Hancock has something very, very special on his hands here. I was terrified to read the book, because I hate to rip on any HNR contributor’s fiction, which always leaves me hesitant to commit to coverage. I’m dedicated to the idea of being honest, no matter the repercussions. But I took the chance and jumped in. I’m a Halloween fan, I couldn’t resist the call.
It turns out The Girls of October is the greatest piece of work I’ve ever read from anyone affiliated with our lovely little site. This is a brilliant piece of work that taps every nerve in the body. Prepare to juggle an assortment of emotions, as Beverly’s plight will leave you grimacing in discomfort, chilled to the bone and ultimately, a little teary eyed from time to time. Hancock’s writing is crisp and fetching, and this strange tale is going to leave you in awe.

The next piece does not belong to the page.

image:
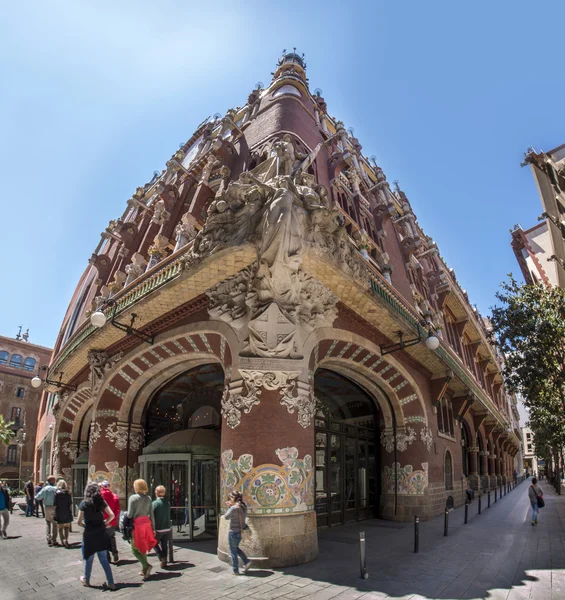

The Girls of October is just plain genius. And it’s so unorthodox that initially, we don’t know what we’re getting into. But 50 pages in you’ll realize that this is more than just a unique piece, it’s also a supremely wrapped gift to the horror fans of the world. Whether you favor film over literature, or vice versa, this is a real treasure to unearth. A shoo-in for my soon to be published Top 10 Novels of 2015, The Girls of October is a mystifying read that feels more like an engrossing study than a fictitious read designed to entertain genre fans.